Nutrient Absorption and Bioavailability
The nutrients in human milk are not just present in the right amounts. They are packaged for maximum absorption. Iron provides a clear example: human milk contains relatively little iron compared to fortified formula, but the percentage of iron absorbed from human milk is substantially higher than from commercial formulas. The iron in milk is bound to proteins like lactoferrin in a form that the infant’s gut is specifically equipped to absorb, while the iron added to formula is less bioavailable despite being present in larger quantities.

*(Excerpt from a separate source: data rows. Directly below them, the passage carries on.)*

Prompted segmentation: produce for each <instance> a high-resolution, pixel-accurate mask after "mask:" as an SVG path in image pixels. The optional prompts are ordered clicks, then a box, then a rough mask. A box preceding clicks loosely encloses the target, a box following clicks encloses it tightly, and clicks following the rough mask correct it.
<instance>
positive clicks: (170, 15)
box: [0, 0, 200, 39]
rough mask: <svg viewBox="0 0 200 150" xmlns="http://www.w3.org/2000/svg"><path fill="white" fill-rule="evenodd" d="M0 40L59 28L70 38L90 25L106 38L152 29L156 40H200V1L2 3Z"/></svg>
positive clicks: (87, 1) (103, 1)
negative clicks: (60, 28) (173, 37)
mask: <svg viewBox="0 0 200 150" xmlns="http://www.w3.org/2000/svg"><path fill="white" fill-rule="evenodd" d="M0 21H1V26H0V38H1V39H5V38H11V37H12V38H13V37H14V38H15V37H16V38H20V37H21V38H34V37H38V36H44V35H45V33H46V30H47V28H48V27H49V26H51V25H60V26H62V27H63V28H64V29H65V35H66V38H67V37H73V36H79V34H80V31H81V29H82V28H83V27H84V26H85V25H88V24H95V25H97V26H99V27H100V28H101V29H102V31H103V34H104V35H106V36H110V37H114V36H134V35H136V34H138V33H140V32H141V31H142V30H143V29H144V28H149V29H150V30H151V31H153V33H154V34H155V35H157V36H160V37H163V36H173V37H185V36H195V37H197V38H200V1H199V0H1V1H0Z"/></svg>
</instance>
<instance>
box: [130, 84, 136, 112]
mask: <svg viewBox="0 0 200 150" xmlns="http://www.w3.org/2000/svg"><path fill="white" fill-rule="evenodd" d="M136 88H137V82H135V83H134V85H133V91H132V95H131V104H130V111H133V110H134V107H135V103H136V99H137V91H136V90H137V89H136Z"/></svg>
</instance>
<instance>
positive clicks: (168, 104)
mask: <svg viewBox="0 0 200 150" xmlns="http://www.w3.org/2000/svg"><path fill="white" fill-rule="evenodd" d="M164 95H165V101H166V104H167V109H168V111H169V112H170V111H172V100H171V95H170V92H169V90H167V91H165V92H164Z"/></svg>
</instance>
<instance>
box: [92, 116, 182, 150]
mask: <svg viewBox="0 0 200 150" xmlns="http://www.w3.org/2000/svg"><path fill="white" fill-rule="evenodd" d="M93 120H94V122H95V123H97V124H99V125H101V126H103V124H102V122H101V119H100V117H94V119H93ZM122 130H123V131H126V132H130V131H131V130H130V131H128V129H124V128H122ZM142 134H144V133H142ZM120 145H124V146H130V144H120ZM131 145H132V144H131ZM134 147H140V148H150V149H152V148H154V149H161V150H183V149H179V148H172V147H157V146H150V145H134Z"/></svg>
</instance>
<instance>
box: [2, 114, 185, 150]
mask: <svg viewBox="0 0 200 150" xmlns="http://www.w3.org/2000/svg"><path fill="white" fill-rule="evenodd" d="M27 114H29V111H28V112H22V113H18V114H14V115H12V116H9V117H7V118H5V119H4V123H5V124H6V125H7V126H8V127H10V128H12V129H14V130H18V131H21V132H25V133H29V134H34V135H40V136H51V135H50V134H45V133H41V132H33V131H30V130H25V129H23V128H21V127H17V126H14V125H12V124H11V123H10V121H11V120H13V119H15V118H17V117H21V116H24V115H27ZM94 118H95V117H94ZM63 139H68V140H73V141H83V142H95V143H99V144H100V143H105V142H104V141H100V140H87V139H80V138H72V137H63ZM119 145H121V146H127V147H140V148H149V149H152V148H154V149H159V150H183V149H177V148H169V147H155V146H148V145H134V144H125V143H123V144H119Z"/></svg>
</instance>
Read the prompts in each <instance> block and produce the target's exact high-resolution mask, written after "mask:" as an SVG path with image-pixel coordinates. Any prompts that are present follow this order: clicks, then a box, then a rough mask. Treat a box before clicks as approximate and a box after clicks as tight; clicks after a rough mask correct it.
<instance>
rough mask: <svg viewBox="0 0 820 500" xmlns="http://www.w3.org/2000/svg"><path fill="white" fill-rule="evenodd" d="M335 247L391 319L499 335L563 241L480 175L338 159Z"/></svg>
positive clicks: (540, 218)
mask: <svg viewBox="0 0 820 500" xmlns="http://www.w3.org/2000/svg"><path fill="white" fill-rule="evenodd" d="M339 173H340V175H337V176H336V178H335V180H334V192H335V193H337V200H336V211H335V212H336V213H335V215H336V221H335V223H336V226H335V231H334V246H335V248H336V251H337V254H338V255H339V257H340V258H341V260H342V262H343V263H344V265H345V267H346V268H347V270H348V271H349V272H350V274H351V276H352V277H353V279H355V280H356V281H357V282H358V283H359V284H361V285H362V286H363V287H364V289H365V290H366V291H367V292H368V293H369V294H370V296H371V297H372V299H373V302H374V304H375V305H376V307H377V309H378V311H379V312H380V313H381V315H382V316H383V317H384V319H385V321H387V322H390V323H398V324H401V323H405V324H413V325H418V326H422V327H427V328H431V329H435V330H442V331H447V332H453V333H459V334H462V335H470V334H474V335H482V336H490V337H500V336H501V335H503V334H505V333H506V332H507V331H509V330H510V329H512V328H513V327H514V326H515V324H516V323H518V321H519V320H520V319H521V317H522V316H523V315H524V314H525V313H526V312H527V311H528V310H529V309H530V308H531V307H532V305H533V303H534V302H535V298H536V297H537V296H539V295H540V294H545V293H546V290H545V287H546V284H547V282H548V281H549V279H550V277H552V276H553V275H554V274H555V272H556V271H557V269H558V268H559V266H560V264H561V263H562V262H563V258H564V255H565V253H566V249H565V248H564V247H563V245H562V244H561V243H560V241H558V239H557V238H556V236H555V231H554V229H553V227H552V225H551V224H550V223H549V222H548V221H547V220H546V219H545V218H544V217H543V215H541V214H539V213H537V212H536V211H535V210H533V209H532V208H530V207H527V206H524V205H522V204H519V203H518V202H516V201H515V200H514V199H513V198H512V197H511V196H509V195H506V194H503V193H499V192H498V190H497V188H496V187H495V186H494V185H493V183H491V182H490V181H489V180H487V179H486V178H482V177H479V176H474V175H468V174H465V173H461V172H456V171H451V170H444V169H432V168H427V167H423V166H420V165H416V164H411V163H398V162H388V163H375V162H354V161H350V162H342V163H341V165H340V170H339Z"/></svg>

This principle extends beyond iron. The proteins, fats, and minerals in human milk exist in molecular configurations that match the infant digestive system’s capabilities, which is still immature and developing during the first months of life.
What Maternal Diet Changes (and What It Doesn’t)
Not all components of human milk respond equally to what the mother eats. Fatty acids are the most diet-sensitive component. The types of fat in a mother’s diet directly influence the fatty acid profile of her milk, particularly for specific fats like DHA, where dietary intake appears to be the primary source since the body converts only about 10% of precursor fats into DHA. Fat-soluble and water-soluble vitamins also fluctuate with maternal intake.
Protein, on the other hand, remains remarkably stable regardless of diet. Even under low protein intake or vastly different dietary patterns, milk protein synthesis is maintained at consistent levels. This suggests the body prioritizes milk protein production, drawing on maternal reserves when dietary intake falls short. Of all the macronutrients, protein is the least affected by maternal factors of any kind.